Some will probably look at that figure of north of $20 million and think to themselves, “Just let him play a year. If he plays well, sign him long-term.” Unfortunately, that’s probably what the New York Giants thought when they opted to decline Daniel Jones’ fifth-year option last season. Now, without that extra season under contract, the Giants could end up using a $32.42 million non-exclusive franchise tag (the cheapest franchise tag option available to teams) to make sure Jones stays in New York in 2023.

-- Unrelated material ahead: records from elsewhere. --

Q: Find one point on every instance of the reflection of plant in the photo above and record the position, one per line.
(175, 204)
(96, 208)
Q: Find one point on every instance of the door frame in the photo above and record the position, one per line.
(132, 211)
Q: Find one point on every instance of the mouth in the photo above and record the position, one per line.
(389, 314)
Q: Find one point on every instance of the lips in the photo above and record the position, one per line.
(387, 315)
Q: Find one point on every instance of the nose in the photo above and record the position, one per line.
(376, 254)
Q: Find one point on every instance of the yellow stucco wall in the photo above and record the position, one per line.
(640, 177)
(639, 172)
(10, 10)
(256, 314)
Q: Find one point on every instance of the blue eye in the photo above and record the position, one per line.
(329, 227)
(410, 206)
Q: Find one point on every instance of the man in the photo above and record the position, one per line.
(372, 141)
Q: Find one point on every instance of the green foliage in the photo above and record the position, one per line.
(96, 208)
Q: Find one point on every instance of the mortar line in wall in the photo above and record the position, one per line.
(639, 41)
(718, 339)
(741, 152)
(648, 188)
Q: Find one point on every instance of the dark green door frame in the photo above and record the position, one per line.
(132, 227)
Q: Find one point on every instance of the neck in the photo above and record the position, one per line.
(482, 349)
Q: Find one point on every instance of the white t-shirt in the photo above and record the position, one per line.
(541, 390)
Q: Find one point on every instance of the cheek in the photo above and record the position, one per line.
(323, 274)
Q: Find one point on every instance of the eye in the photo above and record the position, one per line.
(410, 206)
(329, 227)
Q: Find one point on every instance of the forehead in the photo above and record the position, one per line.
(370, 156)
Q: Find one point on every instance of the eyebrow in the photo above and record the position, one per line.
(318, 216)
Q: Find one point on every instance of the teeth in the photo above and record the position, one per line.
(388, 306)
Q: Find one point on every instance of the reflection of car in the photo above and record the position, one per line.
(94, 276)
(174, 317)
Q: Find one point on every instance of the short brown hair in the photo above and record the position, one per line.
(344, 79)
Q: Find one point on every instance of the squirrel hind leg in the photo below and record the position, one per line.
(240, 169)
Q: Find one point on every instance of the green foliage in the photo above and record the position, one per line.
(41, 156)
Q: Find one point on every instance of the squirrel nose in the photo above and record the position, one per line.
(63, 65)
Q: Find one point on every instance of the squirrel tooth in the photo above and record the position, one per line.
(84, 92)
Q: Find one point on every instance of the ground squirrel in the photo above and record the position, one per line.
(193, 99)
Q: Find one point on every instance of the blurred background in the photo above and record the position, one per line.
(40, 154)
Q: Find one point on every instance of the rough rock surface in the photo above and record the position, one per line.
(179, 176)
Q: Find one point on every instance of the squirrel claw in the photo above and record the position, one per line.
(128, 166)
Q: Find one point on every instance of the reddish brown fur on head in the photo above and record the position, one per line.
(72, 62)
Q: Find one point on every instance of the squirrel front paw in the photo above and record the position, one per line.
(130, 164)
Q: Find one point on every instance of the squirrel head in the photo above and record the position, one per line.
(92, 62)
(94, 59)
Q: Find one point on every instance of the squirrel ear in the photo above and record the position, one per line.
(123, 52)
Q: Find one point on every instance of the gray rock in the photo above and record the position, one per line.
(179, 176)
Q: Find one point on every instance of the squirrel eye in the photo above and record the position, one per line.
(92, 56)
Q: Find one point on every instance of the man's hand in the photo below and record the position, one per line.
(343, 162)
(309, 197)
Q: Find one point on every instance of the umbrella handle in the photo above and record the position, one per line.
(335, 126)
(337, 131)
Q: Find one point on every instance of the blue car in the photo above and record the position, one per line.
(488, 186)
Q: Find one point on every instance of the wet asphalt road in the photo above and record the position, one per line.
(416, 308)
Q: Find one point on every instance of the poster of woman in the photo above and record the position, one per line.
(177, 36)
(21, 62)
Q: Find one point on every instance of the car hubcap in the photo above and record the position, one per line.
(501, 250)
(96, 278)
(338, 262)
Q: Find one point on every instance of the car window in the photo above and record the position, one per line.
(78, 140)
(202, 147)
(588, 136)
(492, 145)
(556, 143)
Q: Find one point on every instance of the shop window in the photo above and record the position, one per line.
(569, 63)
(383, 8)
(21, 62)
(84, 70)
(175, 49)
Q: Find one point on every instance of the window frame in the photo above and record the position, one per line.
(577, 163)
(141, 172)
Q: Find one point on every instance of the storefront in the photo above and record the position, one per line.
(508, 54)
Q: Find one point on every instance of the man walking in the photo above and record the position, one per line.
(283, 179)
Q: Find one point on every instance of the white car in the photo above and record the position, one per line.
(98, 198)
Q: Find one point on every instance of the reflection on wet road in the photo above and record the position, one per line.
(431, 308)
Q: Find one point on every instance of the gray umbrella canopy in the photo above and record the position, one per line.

If that number doesn’t make you squirm, Jones has recently changed representation this offseason as Pro Football Talk’s Mike Florio has reported that he is searching for a deal worth $45 million per season from the Giants. Mind you, Jones is coming off of one solid season after performing poorly enough over the first three seasons of his rookie deal that New York turned down his option.

If Love even plays like an NFL-average quarterback in 2023, should the Packers move on from Rodgers, then that $20.5 million, one-year deal will actually be a massive bargain in a quarterback market that seems to never reach a peak. According to Spotrac, only two veteran quarterbacks in the entire NFL were paid between the $20 million and $7 million gulf in 2022: Jameis Winston and Jimmy Garoppolo.

There simply isn’t a middle class for quarterback salaries. If there is, then it actually looks like Love’s fifth-year option. That is the cheap deal moving forward if he is a quality NFL quarterback. Oh and by the way, Love is represented by the same agency as Rodgers — the one who has Green Bay on the hook for $60 million in cash for a 39-year-old quarterback. Think they know how to negotiate with the Packers?

During Green Bay’s bye week in 2022, general manager Brian Gutekunst said, “We’ve seen what we need to see,” when asked if the team was going to pick up Love’s fifth-year option. He changed his tone on the topic in the end-of-year presser, though, when he stated, “I wouldn’t say that’s a given. I think we’re kinda working through what’s best,” in regards to the assumption that Love’s option would be exercised.

At the end of the day, the decision of picking up Love’s option is less about what he’s done or not done and more about if he’s The Guy for the organization. Choosing Love over Rodgers would be the team calling their shot. The same is true about ensuring he’s under contract in 2024. If the Packers don’t tie themselves to Love for two years, he very well could be hit with a franchise tag that comes with an eight-figure increase in salary in 2024 while he asks for something like a five-year, $200 million deal, as Jones reportedly is.